Aynadan geçer bahar
Ahmadreza Ahmadi[1]
bir sabah uyandığımda
korkuyla desinler bana;
Bir tek sen uykudaydın,
Bahar gelip gittiğinde!
Uyanırım ve sorarım bahar nerede?
Kimse yanıtlamaz beni
herkes sessiz kalır.
Yağmur yağıyor odamın dışında
belki de bu bahar yağmurudur!
Kimse yanıtlamaz beni
herkes sessiz kalır.
Pencereyi açar açmaz
kesilir yağmur
Aynada bakarım yüzüme
yavaş yavaş yaşlanır
Pencereden bakarım yere
ıslak ve sessiz.
Üstüme bir şey geçirir çıkarım sokağa
yağmurda şemsiyesiz koşan birine sorarım;
Siz görmediniz mi baharı bu sokaktan geçerken?

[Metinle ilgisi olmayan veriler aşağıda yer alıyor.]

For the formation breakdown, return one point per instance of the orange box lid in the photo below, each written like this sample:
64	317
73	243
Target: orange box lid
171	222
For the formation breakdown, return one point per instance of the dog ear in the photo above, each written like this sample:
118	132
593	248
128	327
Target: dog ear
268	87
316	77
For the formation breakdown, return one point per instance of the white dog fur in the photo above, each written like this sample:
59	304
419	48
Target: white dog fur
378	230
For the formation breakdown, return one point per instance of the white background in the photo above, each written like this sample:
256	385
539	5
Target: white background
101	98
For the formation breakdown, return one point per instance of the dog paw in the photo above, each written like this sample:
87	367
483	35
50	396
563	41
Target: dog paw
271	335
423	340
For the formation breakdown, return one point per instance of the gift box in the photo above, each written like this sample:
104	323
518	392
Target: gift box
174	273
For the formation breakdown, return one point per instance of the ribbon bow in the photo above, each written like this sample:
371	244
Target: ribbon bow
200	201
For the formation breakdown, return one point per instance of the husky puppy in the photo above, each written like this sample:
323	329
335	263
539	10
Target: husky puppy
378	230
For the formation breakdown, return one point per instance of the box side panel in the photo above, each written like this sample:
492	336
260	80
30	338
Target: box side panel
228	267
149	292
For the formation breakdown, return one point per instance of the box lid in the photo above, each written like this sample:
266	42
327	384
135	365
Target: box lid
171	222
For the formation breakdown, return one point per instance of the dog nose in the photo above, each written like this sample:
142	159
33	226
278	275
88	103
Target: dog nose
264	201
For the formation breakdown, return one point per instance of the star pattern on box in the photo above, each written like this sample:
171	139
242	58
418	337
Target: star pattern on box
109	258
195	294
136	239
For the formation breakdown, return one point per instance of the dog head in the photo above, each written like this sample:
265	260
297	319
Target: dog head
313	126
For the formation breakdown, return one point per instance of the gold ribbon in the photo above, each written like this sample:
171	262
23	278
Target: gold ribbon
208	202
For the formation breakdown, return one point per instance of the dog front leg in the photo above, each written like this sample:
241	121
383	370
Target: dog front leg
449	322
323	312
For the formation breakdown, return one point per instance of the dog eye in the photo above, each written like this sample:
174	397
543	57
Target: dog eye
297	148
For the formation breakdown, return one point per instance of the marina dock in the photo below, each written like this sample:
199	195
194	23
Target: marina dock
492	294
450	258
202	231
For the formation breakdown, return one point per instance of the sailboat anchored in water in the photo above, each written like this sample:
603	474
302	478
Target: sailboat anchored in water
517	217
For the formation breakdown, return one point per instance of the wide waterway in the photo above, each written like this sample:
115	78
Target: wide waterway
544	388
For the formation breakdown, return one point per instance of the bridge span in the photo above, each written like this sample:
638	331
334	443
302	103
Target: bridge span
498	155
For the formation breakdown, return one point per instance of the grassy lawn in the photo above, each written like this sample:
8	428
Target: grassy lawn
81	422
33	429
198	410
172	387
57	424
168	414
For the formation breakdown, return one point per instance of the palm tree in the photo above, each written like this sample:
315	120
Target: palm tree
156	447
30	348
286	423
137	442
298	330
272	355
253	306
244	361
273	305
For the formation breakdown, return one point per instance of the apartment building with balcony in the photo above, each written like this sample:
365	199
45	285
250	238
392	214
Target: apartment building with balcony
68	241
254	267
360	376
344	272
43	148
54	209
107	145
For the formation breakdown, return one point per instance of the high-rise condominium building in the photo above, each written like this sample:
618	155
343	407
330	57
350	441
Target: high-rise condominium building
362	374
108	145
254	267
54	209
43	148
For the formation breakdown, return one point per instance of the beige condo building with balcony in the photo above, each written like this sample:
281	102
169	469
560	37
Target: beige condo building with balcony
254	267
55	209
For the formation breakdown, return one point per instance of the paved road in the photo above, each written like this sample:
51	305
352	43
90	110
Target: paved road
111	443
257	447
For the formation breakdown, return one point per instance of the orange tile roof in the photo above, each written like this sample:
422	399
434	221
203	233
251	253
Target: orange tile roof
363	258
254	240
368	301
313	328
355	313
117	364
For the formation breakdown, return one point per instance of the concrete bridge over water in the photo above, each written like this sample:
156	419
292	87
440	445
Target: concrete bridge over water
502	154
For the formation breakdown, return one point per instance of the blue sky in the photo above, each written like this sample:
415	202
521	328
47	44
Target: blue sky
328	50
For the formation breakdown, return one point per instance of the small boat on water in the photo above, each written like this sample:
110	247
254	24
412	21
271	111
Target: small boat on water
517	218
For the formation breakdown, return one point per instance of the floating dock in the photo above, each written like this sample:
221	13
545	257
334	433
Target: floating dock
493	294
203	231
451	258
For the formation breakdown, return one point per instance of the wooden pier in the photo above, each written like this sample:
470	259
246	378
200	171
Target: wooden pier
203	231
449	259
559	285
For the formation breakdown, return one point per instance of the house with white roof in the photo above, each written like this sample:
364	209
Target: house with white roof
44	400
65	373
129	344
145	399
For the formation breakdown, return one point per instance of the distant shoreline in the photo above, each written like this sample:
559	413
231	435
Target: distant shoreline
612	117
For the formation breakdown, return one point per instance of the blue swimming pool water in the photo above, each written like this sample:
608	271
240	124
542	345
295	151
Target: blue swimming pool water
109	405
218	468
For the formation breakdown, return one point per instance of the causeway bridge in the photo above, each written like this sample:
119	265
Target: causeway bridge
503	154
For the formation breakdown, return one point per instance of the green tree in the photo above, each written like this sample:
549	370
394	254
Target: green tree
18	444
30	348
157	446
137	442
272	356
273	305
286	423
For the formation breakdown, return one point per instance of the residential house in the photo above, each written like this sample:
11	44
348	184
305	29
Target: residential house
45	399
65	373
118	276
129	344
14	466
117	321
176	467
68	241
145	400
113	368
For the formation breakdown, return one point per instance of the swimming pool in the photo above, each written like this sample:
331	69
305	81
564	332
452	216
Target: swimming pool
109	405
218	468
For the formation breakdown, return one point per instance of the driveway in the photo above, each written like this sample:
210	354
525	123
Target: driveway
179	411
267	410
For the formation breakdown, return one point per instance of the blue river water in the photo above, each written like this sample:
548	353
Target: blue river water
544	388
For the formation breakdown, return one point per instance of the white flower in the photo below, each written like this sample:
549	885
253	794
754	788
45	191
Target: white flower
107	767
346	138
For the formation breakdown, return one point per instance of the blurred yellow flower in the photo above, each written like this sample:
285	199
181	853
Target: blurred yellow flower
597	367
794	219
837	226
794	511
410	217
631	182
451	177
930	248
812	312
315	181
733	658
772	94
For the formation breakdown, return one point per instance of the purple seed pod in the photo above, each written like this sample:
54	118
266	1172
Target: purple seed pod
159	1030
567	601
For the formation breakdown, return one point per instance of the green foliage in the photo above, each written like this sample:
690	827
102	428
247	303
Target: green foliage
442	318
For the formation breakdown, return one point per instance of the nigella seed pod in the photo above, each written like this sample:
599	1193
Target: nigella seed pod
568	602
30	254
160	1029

Acelesi var bir yok demekle yetinir.
İçerlerim konu komşuya
derim onlara bu acımasız değil mi
Neden haber etmediniz bana geçerken bahar evimin yanından?
Sessiz kalırlar.
komşuların sessizliği bin küfürden bile beter
bir çocuk yağmur altında tutar elimden götürür
bir meydana ki doludur renkli fıskiyelerle
ben ve çocuk bakar dururuz renkli sulara
ama hala bir haber yok bahardan!
Benimle eski semtlere gelir. Gideriz.
Ararım gençliğimde kurşun harfleri olan matbaayı
ne çok da istemiştim yazmayı baharın adını karşı duvarlara kurşun harflerle
matbaanın çürümüş kapısında asılı paslanmış eski bir kilit!
Eve geri dönerim.
Lügatta ararım baharın anlamını
baharın yokluğunda ne anlamsızdır bütün kelimeler
baharın yokluğunda çaba, korku, kuşku ve ıztırabı unutmuşum
bir avuntu peşindeyim
Kim avutacak beni baharın yokluğunda?
Uyumak istiyorum
bir kuş gagalıyor camımı
pencereden hasretle bakıyorum dünyaya
dünya ansızın goncalarla dolar, gelincikler ve menekşeler.
Camı açık bırakırım
yağmur yağıyor
yağmurda seslenirim;
Baharı buldum
Geldi bahar!
[1] 1940 Yılında Keriman kentinde doğan İranlı bir şair ve senaristtir. Fars modern şiirinin tarihi onu İran’da Yeni Dalga Şiirinin kurucusu olarak adlandırır.